For the analysis of COVID-19 plasma samples, a project-independent public spectral library24 was used as described previously23. The Human UniProt83 isoform sequence database (3AUP000005640) was used to annotate the library. The library was first automatically refined based on the dataset in question at 0.01 global q-value (using the ‘Generate spectral library’ option in DIA–NN). DIA–NN performs such refinement by finding the highest-scoring identification for each library precursor across all runs in the experiment, and then replacing the library data with the empirically observed spectrum and retention time.

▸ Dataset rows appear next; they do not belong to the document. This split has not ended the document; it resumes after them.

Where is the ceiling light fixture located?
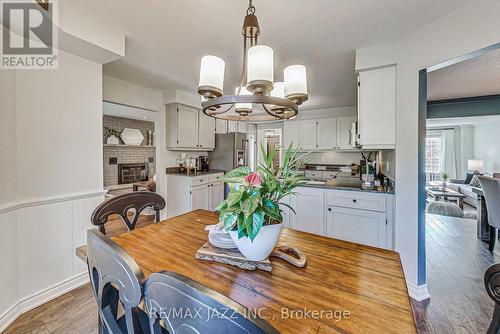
[198,0,308,121]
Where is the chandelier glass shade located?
[198,0,308,121]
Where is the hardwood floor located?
[4,215,500,334]
[2,215,154,334]
[413,215,500,334]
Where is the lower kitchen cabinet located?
[326,206,387,248]
[281,187,394,249]
[190,184,211,210]
[167,173,224,218]
[289,188,325,235]
[210,182,224,211]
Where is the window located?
[425,136,441,175]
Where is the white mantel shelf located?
[103,144,156,148]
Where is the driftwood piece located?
[269,246,307,268]
[195,242,272,272]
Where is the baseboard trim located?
[407,283,431,302]
[0,272,89,333]
[0,190,108,214]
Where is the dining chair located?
[484,263,500,334]
[91,191,165,234]
[144,271,279,334]
[87,230,150,334]
[479,176,500,252]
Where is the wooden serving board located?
[195,241,273,272]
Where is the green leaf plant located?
[217,143,306,241]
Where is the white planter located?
[106,135,120,145]
[229,224,283,261]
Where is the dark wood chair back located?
[484,263,500,334]
[91,191,165,234]
[87,230,149,334]
[144,271,278,334]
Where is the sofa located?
[447,173,500,208]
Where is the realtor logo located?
[0,0,57,69]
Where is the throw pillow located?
[464,173,474,184]
[469,174,481,188]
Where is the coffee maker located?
[196,155,210,172]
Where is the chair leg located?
[488,225,497,252]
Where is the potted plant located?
[104,126,120,145]
[218,144,305,261]
[441,173,448,189]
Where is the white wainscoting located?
[0,191,105,332]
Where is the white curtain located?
[441,130,457,179]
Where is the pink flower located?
[245,173,262,188]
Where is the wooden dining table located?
[77,210,416,334]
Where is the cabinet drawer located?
[191,175,210,187]
[326,191,386,212]
[209,173,224,182]
[305,170,321,179]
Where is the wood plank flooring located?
[4,215,500,334]
[413,215,500,334]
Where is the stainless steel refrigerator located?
[208,132,251,198]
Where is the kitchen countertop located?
[166,169,224,177]
[300,183,395,195]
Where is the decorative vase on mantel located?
[106,135,120,145]
[217,145,305,261]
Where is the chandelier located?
[198,0,308,121]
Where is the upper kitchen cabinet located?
[166,103,215,151]
[283,121,300,148]
[198,110,215,149]
[358,66,396,149]
[283,116,356,151]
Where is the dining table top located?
[78,210,416,333]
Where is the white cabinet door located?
[299,119,317,150]
[289,187,325,235]
[198,111,215,149]
[227,121,238,133]
[238,122,248,133]
[358,66,396,149]
[191,184,212,210]
[326,206,387,248]
[283,121,300,150]
[337,116,357,150]
[210,182,224,211]
[215,118,227,134]
[316,118,338,150]
[177,105,198,148]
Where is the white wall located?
[356,0,500,299]
[0,51,104,331]
[471,119,500,174]
[102,75,165,112]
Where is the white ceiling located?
[427,116,500,128]
[64,0,471,110]
[427,49,500,101]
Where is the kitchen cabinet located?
[358,66,396,149]
[289,187,325,235]
[167,173,224,218]
[198,111,215,149]
[283,116,357,151]
[190,184,212,210]
[282,187,394,249]
[299,119,317,150]
[210,182,224,211]
[215,118,228,135]
[166,103,215,151]
[326,206,387,248]
[283,121,300,149]
[336,116,357,150]
[316,118,338,150]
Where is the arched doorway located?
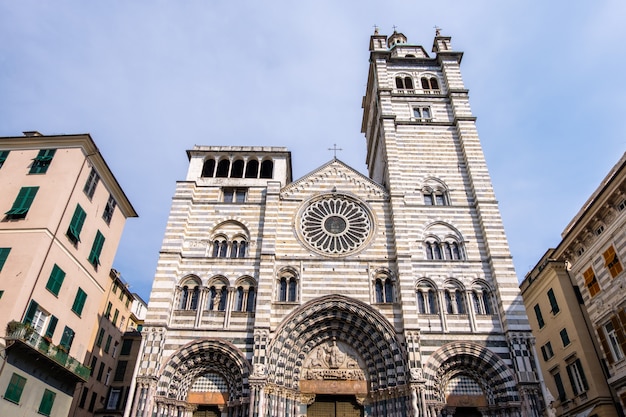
[306,395,364,417]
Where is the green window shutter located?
[45,316,59,338]
[0,248,11,271]
[72,287,87,316]
[4,373,26,404]
[29,149,57,174]
[67,204,87,243]
[5,187,39,219]
[0,151,10,168]
[46,264,65,295]
[548,288,560,314]
[24,300,39,324]
[88,230,104,267]
[39,389,57,416]
[59,326,74,351]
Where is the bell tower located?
[361,29,539,415]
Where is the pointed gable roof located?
[281,158,388,198]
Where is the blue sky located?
[0,0,626,301]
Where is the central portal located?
[306,395,363,417]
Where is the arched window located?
[230,159,243,178]
[260,159,274,178]
[207,284,228,311]
[374,276,394,303]
[246,287,256,313]
[178,285,189,310]
[213,237,228,258]
[202,159,215,177]
[417,282,439,314]
[215,159,230,178]
[278,277,287,301]
[235,287,244,311]
[445,288,467,314]
[420,77,439,93]
[246,159,259,178]
[178,280,200,310]
[278,272,298,303]
[472,287,494,315]
[396,76,413,90]
[287,277,298,302]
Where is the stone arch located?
[424,342,520,407]
[268,295,409,390]
[157,338,251,401]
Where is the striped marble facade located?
[132,33,542,417]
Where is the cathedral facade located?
[131,32,543,417]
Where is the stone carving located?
[302,338,365,381]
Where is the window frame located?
[4,186,39,219]
[0,150,11,168]
[37,389,57,416]
[65,204,87,245]
[0,248,11,272]
[83,167,100,200]
[28,149,57,174]
[3,372,28,404]
[72,287,87,317]
[102,194,117,225]
[46,264,65,298]
[87,230,106,269]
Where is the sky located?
[0,0,626,301]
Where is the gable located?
[281,159,388,200]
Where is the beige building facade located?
[131,33,543,417]
[522,154,626,416]
[0,132,137,416]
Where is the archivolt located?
[424,342,520,405]
[268,295,408,390]
[157,338,250,401]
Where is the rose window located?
[300,196,372,255]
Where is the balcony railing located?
[6,326,89,381]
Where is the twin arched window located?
[212,236,248,258]
[201,158,274,179]
[278,273,298,303]
[178,281,200,310]
[424,239,465,261]
[396,76,413,90]
[420,77,439,92]
[176,278,256,312]
[374,275,394,303]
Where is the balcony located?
[6,322,89,382]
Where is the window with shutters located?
[596,310,626,364]
[65,204,87,245]
[46,264,65,296]
[59,326,74,352]
[567,359,589,395]
[37,389,57,416]
[72,287,87,316]
[0,151,10,168]
[552,372,567,402]
[4,187,39,219]
[534,304,546,329]
[541,342,554,362]
[548,288,560,314]
[0,248,11,271]
[4,372,26,404]
[602,245,624,278]
[583,267,600,297]
[87,230,104,269]
[102,194,117,224]
[559,329,570,347]
[28,149,57,174]
[83,168,100,200]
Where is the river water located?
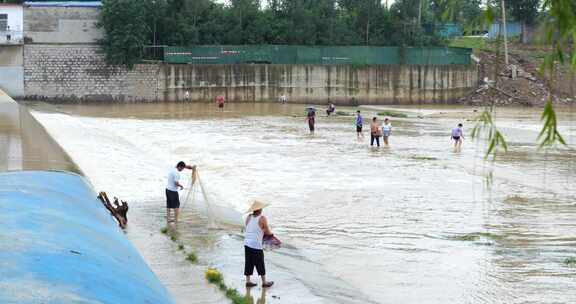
[25,104,576,303]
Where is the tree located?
[506,0,540,43]
[98,0,150,68]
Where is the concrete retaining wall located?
[24,44,160,102]
[158,65,478,104]
[24,44,478,104]
[0,45,24,98]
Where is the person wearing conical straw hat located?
[244,201,274,288]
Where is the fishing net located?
[182,169,243,229]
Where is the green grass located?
[186,252,198,263]
[378,110,408,118]
[450,232,502,241]
[448,37,489,50]
[206,268,251,304]
[564,257,576,267]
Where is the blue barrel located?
[0,171,174,304]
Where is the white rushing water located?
[34,105,576,303]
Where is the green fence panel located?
[156,45,472,65]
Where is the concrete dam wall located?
[24,44,478,104]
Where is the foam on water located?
[35,105,576,303]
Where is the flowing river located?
[21,104,576,304]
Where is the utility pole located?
[418,0,422,27]
[500,0,509,66]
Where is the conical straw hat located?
[246,201,269,213]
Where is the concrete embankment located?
[0,171,174,304]
[0,91,222,303]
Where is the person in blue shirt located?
[356,110,364,140]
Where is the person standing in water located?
[306,108,316,134]
[166,161,196,223]
[382,118,392,146]
[370,117,380,147]
[216,95,225,111]
[244,201,274,288]
[356,110,364,140]
[326,103,336,116]
[451,123,464,151]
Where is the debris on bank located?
[459,51,575,106]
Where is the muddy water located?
[0,103,80,173]
[28,104,576,303]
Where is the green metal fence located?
[154,45,472,65]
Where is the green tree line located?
[100,0,481,65]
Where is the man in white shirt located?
[166,161,196,223]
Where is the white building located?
[0,3,24,44]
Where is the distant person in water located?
[216,95,225,111]
[326,103,336,116]
[370,117,380,147]
[166,161,196,223]
[356,110,364,140]
[244,201,274,288]
[306,108,316,134]
[451,124,464,151]
[382,118,392,146]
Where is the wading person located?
[326,103,336,116]
[356,110,364,140]
[166,161,196,223]
[382,118,392,146]
[370,117,380,147]
[216,95,225,111]
[451,124,464,151]
[306,108,316,134]
[244,201,274,288]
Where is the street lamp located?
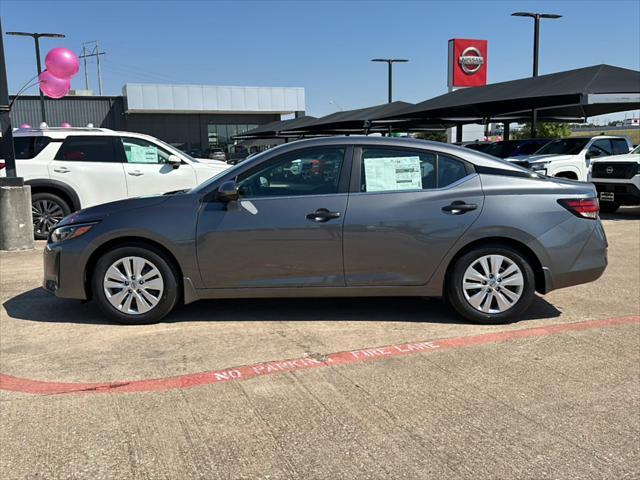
[371,58,409,103]
[511,12,562,138]
[7,32,65,122]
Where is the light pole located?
[371,58,409,103]
[511,12,562,138]
[7,32,64,122]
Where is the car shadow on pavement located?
[3,288,560,325]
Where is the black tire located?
[600,202,620,213]
[446,244,535,325]
[91,245,180,325]
[31,192,71,240]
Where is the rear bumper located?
[543,220,608,292]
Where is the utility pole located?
[371,58,409,103]
[79,40,107,95]
[511,12,562,138]
[7,32,65,122]
[0,18,33,250]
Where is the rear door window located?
[13,136,51,160]
[611,138,629,155]
[360,148,467,192]
[56,135,121,163]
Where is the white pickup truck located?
[589,143,640,213]
[507,135,633,182]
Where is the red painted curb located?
[0,316,640,395]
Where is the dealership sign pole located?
[447,38,488,142]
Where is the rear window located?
[611,138,629,155]
[56,135,120,162]
[13,137,51,160]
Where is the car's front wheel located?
[91,245,179,325]
[31,192,71,240]
[447,245,535,324]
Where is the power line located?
[79,40,107,95]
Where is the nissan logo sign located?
[458,47,484,75]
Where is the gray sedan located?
[44,136,607,324]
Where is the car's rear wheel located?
[600,202,620,213]
[91,245,179,325]
[31,192,71,240]
[447,245,535,324]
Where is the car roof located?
[248,135,531,173]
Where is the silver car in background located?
[44,136,607,323]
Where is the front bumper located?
[591,175,640,205]
[42,239,87,300]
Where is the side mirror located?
[167,155,182,168]
[216,180,240,203]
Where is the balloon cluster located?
[38,48,80,98]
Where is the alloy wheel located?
[103,257,164,315]
[31,199,64,235]
[462,255,524,313]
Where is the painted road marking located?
[0,316,640,395]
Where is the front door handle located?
[307,208,340,222]
[442,200,478,215]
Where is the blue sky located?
[0,0,640,121]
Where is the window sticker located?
[124,144,158,163]
[364,156,422,192]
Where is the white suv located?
[0,128,229,239]
[589,146,640,213]
[507,135,632,182]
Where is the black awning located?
[233,116,317,139]
[381,65,640,123]
[286,101,412,134]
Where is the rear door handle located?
[442,200,478,215]
[307,208,340,222]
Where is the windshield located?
[154,138,200,163]
[484,141,519,158]
[535,138,591,155]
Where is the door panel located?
[343,149,484,286]
[121,137,197,197]
[197,194,347,288]
[47,135,127,208]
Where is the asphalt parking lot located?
[0,208,640,479]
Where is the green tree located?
[511,122,571,140]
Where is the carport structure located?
[373,65,640,140]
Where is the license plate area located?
[600,192,615,202]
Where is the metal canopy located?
[379,65,640,123]
[233,116,317,140]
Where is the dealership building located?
[11,83,305,153]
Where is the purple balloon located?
[44,48,80,79]
[38,70,71,98]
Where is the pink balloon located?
[38,70,71,98]
[44,48,80,78]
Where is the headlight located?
[51,223,96,243]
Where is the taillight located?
[558,198,600,220]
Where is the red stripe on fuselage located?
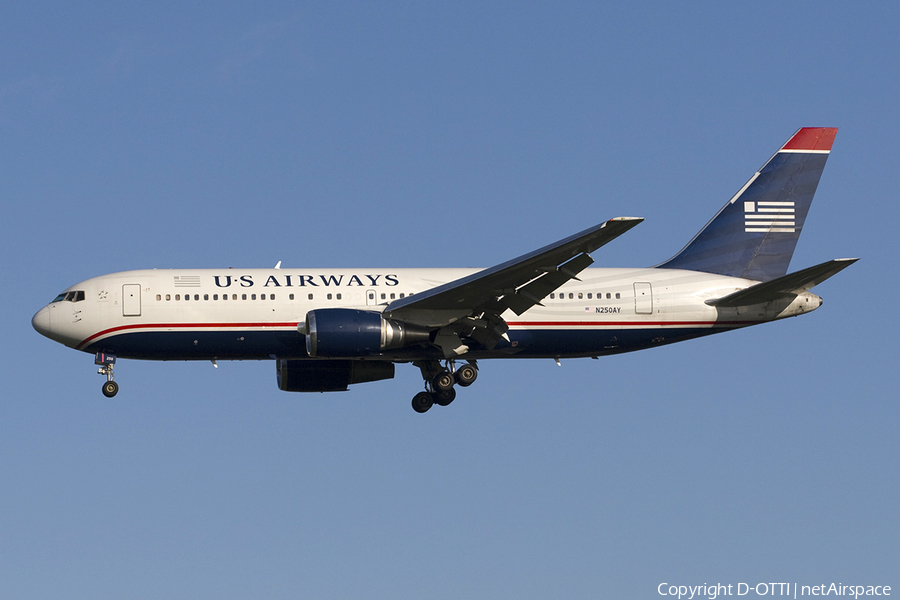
[76,323,298,349]
[507,321,759,327]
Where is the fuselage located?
[32,268,821,361]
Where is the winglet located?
[781,127,837,152]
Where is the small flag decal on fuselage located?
[744,202,797,233]
[175,275,200,287]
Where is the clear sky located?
[0,1,900,600]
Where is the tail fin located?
[657,127,837,281]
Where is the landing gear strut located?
[94,352,119,398]
[412,360,478,413]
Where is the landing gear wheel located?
[103,381,119,398]
[434,388,456,406]
[456,365,478,387]
[413,392,434,413]
[431,371,456,392]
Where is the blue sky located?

Empirical FDR estimation with two-species library

Because FDR calculations are software- and acquisition-mode-specific, thus potentially affecting benchmarking results, we also compared Scanning SWATH data with conventional stepped SWATH using the two-species library approach, which estimates true-positive calls in an unbiased fashion on the basis of an empirically measured FDR8,22. We augmented the human library with A. thaliana precursors, obtained from ProteomeXchange (dataset PXD012710, Arabidopsis proteome spectral library, ‘Arabidopsis_Library_TripleTOF5600_Spectronaut.xls’), as negative controls. Peptides that matched both the UniProt83 human canonical proteome (3AUP000005640) and the UniProt A. thaliana canonical proteome (3AUP000005648) were removed from the library. Spectra and retention times in the merged human/A. thaliana library were replaced with in silico predicted values whenever possible using the deep-learning-based prediction integrated in DIA–NN. Empirical FDR was estimated as previously described22. In short, empirical FDR is the ratio of A. thaliana precursors and human precursors identified multiplied by the ratio of human precursors and A. thaliana precursors in the library (only precursors ranging 400–900 m/z were considered).

Reporting Summary

Further information on research design is available in the Nature Research Reporting Summary linked to this article.